Mais lorsqu’il s’agit d’élaborer à partir d’une table rase, on en vient à des élucubrations plus froides encore que la cause finale et ineptes. Il semble alors préférable d’en revenir aux histoires, de raconter des histoires, au risque de renouer avec le mythe : « même l’amour des mythes est, en quelque manière, amour de la sagesse ».

« Le semeur sortit pour semer. » Laissons nous surprendre par le merveilleux ou l’étonnant. Existe-t-il un métier de semeur, de semeur professionnel ? Il n’existe que des gens qui consentent à semer pour récolter. On les appelle moissonneurs. Mais dans notre histoire (Mc 4, 1-9) il n’est pas question de moisson, seulement d'un semeur.

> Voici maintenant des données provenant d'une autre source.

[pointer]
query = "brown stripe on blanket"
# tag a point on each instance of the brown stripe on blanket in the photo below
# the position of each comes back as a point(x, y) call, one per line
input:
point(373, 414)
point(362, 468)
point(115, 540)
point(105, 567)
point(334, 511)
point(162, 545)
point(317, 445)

Pour un professionnel, le type n’est pas terrible. Il en met partout, même là où évidemment, rien ne pourra produire. La moisson ne semble vraiment pas son problème. Qui donc est-il celui qui n’est préoccupé que de semer ? La prodigalité, la gratuité, le don le caractérisent. Il ressemble à des parents, enfin pas n’importe lesquels. Il ressemble à l’amant ou l’ami, enfin pas n’importe lequel.

N’en a-t-on pas dit beaucoup sur Dieu avec cette histoire de rien du tout, qui n’a ni le sérieux du concept, ni le piquant des mœurs olympiennes ? Matthieu prend le temps de dire qu’il s’agit de la parabole du semeur. Pourtant notre lecture habituelle en fait la parabole des terrains, se débrouiller à être un bon terrain, parler de nous, et nous sommes forcément de ceux qui produisent, plutôt que de la prodigalité divine, passer à côté de Dieu.

Qu’il faille produire du fruit peut-être, encore que le collapse planétaire montre les limites, pour beaucoup incroyables, auquel mène la productivité. Et si nous nous étonnions, émerveillions de ce qu’il ‑ son nom n’est pas prononcé, histoire d’échapper au mythe ‑ n’existe qu’à s’offrir. Alors, nous serions au cœur de ce que nous célébrons, le baptême, le plongeon dans le don qui fait vivre, dans l’amour qui fait vivre.

Ces élévations mystiques manqueraient de pertinence et de justesse à ne pas transformer nos manières de penser, à ne pas nous convoquer à la conversion. C’est que l’amour comme don n’est réservé à personne mais s’offre à tous, ou plutôt est réservé à tous, chacun et ensemble, de sorte qu’il nous unit en un corps (1 Co 12, 12-13).

Si nous restons hermétiques aux discours sur le divin, nous pourrions au moins changer nos modes de vie, faire du don, semer, le règle de nos journées. Où l’on perçoit que finalement, il est plus facile de réciter un catéchisme que de laisser sa vie être changée par la logique du don, la logique évangélique. C’est pourtant bien dans la gratuité, dans la grâce que nous plongeons ces enfants. Ils ne pourront l’être que si nous nous mouillons avec eux.